In the interview, he mentioned the platform Liquida as a possible starting point to discover the Italian blogosphere. So what I did was to search for “Europea” on this platform and I stumbled over several articles and blog posts that clearly qualify as European blogging.

Bruno Saetta for examples blogs about the approval of the Cybercrime Directive by the European Parliament’s Civil Liberties committee. Baltica comments in Italian on the Latvian prime minister’s statement on the recent activities of the European Central Bank (ECB). And Liberta di Opinione finds that European Parliament President Martin Schulz agrees with people claiming that, when Italian banks can borrow money for 1% from the ECB, it was scandalous that these banks would then borrow money for 4-7%.

Three very concrete examples of European blogging in Italian: The first one covers recent legislative activities at the European level with a more technical focus.

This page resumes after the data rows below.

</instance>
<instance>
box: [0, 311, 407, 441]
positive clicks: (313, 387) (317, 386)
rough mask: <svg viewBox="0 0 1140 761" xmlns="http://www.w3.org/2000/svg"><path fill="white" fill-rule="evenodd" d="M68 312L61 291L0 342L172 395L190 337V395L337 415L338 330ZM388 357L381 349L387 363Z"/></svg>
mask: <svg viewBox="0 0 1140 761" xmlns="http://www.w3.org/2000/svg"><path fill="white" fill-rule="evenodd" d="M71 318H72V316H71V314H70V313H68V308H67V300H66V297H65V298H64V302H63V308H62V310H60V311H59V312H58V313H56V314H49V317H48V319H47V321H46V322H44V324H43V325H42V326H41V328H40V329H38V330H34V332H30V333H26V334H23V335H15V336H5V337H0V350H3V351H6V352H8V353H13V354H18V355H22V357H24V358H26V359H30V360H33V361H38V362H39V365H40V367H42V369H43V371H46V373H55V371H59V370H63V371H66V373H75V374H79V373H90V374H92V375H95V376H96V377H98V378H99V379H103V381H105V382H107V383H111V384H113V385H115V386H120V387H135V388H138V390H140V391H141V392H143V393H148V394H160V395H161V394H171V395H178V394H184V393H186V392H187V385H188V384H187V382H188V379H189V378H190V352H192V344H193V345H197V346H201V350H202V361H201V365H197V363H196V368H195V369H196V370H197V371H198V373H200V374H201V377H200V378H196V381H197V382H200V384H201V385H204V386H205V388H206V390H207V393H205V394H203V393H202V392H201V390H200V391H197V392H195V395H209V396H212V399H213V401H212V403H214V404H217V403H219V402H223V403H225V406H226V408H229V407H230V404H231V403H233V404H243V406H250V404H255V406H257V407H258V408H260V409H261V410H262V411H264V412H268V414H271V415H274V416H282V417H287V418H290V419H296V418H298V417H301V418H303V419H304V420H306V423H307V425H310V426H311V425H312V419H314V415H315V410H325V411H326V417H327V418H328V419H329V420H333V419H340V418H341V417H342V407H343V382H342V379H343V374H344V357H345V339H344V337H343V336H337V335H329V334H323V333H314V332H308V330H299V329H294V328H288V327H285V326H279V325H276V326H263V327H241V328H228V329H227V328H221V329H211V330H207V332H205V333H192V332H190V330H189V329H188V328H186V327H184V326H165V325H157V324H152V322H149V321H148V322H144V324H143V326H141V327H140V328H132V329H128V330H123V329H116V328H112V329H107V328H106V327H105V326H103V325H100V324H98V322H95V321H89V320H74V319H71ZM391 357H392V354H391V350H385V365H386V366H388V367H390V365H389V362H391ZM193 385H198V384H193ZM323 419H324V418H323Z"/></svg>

The second reports in Italian about a Latvian politician’s comments on European affairs. And the third uses the political opinion of a European politician to support an argument about national politico-economic affairs.

What all three lack is links to other blogs. As argued before. Which does not say that links are always missing, as this Italian follow-up blog post to our discussions on the European blogosphere proves.

This post is part of a series of blog posts in preparation of my talk at the re:publica 11 on 3 May 2012. Previous posts here (German), here (EN), or here (EN).



4 Responses to On the road to #rp12: European blogging in Italy

  1. avatar Craig Willy says:

    Good flagging the ECB issue. In my opinion there is generally not enough power and controversy at EU-level to interest a transnational audience. On the eurozone however – with the ECB’s power and unaccountability, the “governance” rules, the massive impact on people’s jobs (or lack of thereof), welfare states, and savings – the absence of public debate is something we can’t afford.